Dass ich für andere, die an Diabetes erkrankt sind, das Vorbild sein möchte, das mir früher gefehlt hat. Der Held meiner Kindheit war der Mainzer Fußballtorwart Dimo Wache, der auch Diabetiker ist. Dass er es in die Bundesliga geschafft hat, war für mich eine riesige Motivation. Ich habe ihn aber leider nie persönlich sprechen können, obwohl ich vieles dafür gegeben hätte. Das möchte ich jetzt anders machen. Deshalb engagiere ich mich in der Aufklärung, das macht viel Spaß.

Es heißt, dass es – wie beim Thema Depression – auch bei Diabetes eine Dunkelziffer gibt. Dass es Leistungssporttreibende gibt, die ihre Erkrankung verheimlichen, um nicht als schwach zu gelten. Verstehen Sie das?

Nein, ich halte es auch für falsch und problematisch, als Diabetiker zu versuchen, die Krankheit geheim zu halten. Bei einer Depression mag das anders sein, weil es so viele verschiedene Ausprägungen gibt und psychische Erkrankungen noch eher stigmatisiert werden. Aber ich plädiere im Fall der Diabetes für Offenheit, denn es hat keinen einzigen Vorteil, es zu verheimlichen. Im Gegenteil, man macht es sich selbst schwer. Gerade dann, wenn alle wissen, dass du es auch mit Diabetes schaffst, dich zu behaupten, deine Leistung zu bringen, bekommst du Respekt und Anerkennung. Es ist noch niemand auf die Idee gekommen, mich als schwach zu bezeichnen.

Der Typ-1-Diabetes gilt noch immer als unheilbar. Haben Sie auch deshalb ein Medizinstudium gewählt, um daran mitzuhelfen, das zu ändern, oder weil Ihre Eltern beide Mediziner sind?

Beides. Meine Eltern waren immer meine Vorbilder. Ich habe aber in der Schulzeit in all die Freunde-Bücher in der Spalte „Berufswunsch“ reingeschrieben, dass ich Forscher werden will, der etwas gegen Diabetes erfindet. Mittlerweile weiß ich aber, dass das Labor nichts für mich ist. Es ist wahnsinnig beeindruckend, was in der Forschung geleistet wird, aber bis es eine Heilung für Diabetes gibt, werden wohl noch Jahrzehnte vergehen. Ich will deshalb lieber mit Menschen arbeiten, ihnen persönlich Mut machen und Hilfestellung geben.

Wenn man Sie über Ihre Erkrankung sprechen hört, wirken Sie fast, als seien Sie dankbar für die Erfahrung.
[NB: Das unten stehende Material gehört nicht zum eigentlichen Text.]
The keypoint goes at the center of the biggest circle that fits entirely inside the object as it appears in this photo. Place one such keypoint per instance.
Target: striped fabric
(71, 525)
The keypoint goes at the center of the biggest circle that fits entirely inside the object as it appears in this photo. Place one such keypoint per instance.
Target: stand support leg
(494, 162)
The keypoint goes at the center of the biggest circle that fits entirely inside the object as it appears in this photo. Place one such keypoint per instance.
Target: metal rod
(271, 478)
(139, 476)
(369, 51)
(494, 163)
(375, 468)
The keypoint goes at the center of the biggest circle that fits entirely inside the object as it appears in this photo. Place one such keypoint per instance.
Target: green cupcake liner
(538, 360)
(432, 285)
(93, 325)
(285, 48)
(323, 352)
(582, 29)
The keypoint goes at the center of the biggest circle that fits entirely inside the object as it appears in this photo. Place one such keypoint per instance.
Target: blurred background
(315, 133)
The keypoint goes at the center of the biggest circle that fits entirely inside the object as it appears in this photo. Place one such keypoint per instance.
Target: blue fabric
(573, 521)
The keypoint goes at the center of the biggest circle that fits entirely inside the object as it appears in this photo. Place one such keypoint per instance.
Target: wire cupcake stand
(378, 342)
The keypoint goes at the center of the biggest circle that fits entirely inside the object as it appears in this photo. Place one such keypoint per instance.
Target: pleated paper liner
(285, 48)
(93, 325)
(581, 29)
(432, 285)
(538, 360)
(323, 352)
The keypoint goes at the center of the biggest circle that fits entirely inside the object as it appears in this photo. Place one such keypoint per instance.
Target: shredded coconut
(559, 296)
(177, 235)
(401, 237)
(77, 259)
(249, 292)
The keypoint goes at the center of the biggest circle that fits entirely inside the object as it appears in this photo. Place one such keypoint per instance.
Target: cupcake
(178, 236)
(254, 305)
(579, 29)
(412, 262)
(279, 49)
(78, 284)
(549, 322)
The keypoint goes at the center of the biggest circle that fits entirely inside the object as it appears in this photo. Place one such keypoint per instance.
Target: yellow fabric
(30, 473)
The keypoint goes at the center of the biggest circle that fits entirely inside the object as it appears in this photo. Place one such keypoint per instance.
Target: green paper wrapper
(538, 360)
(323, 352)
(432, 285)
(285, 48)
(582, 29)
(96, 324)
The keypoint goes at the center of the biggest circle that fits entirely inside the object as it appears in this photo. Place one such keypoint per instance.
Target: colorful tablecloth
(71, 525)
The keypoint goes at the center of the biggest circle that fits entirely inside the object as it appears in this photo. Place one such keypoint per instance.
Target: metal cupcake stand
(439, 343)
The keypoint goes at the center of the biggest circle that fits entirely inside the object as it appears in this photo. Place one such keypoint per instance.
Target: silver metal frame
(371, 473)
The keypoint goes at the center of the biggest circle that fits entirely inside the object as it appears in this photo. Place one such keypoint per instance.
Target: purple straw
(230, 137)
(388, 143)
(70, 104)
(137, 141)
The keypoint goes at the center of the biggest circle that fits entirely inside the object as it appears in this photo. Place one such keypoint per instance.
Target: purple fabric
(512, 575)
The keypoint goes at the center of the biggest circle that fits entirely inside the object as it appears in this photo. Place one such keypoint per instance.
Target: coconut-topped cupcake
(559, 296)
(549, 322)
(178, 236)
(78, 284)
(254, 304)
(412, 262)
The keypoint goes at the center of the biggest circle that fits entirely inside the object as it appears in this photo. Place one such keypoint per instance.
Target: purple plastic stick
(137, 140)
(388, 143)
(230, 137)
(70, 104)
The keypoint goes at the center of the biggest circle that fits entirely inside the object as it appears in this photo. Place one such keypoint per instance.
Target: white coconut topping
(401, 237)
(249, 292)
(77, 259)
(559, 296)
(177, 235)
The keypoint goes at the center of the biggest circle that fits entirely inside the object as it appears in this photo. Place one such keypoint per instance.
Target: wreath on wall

Ich weiß, ich bin manchmal übertrieben positiv und muss mich dann zurücknehmen, wenn ich spüre, dass meine Gegenüber ganz andere Erfahrungen gemacht haben. Natürlich gehe auch ich immer wieder durch krasse Tiefs, in denen ich meine Erkrankung richtig hasse. Aber ich räume denen keine große Wichtigkeit ein. Ich sage mir immer: Ich habe es nicht trotz Diabetes geschafft, sondern weil ich gelernt habe, damit umzugehen. Das kann jeder Mensch schaffen, und dafür möchte ich ein Vorbild sein.